I'm a healthy 34 year male without any further conditions. I couldn't find
anything about the duration or livecycle of the disease so for those
wondering: For me, it started as getting a regular 'flu'. A tingle down my
spine, a little light headed, a little hotter. No actual fever. No coughing
(for me). No sneezing. And now, day 5, my lungs are acting up. Difficulty
breathing. Feeling like I've just ran up the stairs. Last night I woke up out
of breath with light pain in my chest.

There are so little accounts of people describing how bad it is going to get
or how long it is going to take... I wish more people would share.
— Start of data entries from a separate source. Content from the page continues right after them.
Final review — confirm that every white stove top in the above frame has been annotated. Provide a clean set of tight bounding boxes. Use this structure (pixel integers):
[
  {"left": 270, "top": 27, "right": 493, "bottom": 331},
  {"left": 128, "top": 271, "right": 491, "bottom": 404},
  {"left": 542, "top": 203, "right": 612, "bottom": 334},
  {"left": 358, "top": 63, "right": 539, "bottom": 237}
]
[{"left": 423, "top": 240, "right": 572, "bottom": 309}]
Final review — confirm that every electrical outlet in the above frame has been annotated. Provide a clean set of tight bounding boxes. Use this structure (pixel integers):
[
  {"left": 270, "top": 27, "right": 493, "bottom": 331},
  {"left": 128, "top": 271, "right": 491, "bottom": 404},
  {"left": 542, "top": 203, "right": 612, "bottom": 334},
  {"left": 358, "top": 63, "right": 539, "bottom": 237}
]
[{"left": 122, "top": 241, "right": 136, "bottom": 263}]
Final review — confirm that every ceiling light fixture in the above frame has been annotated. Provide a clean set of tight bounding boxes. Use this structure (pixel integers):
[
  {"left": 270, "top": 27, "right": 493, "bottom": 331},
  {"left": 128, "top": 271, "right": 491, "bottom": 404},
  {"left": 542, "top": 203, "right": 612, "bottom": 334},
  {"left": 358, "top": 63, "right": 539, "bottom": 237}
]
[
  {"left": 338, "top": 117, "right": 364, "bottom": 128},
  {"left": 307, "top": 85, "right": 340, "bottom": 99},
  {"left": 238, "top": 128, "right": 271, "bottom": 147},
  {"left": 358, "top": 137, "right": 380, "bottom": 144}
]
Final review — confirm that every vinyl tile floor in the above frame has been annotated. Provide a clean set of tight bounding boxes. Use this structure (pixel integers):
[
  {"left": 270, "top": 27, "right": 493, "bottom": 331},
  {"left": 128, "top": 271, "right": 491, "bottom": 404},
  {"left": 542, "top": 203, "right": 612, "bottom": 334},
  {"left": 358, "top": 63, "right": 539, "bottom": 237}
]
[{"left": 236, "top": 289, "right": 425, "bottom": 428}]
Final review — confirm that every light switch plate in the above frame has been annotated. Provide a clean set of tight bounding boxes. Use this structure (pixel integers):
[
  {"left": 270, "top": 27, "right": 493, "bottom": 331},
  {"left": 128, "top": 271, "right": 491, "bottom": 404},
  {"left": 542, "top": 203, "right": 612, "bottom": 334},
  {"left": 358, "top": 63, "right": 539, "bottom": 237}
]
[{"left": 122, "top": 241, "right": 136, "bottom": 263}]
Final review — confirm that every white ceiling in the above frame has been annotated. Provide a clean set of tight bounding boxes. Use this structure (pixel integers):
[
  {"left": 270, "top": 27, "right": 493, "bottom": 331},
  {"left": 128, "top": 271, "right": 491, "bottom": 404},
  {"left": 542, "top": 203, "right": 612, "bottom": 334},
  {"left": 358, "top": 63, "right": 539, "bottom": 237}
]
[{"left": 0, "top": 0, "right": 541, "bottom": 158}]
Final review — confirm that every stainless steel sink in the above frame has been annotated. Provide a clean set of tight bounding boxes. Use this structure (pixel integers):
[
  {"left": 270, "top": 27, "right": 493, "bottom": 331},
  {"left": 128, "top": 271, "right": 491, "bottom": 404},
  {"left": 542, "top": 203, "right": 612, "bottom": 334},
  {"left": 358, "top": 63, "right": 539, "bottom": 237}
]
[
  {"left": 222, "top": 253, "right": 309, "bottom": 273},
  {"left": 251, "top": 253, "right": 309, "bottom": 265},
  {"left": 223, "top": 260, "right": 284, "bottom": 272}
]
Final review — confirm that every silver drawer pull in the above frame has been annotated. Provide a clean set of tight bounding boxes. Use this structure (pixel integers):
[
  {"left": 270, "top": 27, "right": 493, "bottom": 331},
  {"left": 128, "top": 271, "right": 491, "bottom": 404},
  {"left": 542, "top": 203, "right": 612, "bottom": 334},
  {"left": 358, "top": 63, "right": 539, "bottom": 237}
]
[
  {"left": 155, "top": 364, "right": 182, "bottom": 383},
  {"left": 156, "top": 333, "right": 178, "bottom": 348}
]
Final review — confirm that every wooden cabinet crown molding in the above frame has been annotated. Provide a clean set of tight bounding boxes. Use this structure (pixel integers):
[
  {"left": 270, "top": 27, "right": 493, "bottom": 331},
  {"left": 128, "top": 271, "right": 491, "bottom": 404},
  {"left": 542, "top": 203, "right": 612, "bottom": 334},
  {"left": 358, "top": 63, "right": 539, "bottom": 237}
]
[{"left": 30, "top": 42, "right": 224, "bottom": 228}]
I can, however still do remote development work. Besides the breathing issues,
my head is clear and sitting still (and typing) is the only thing I feel like
doing. Really.

[Edit] thanks everybody for your concern. These are scary times for everybody.
Our country policy is "sit it out unless you have fever". I don't have a fever
but can assure you I'm taking my temperature hourly and will check myself in
when it hits 38°C.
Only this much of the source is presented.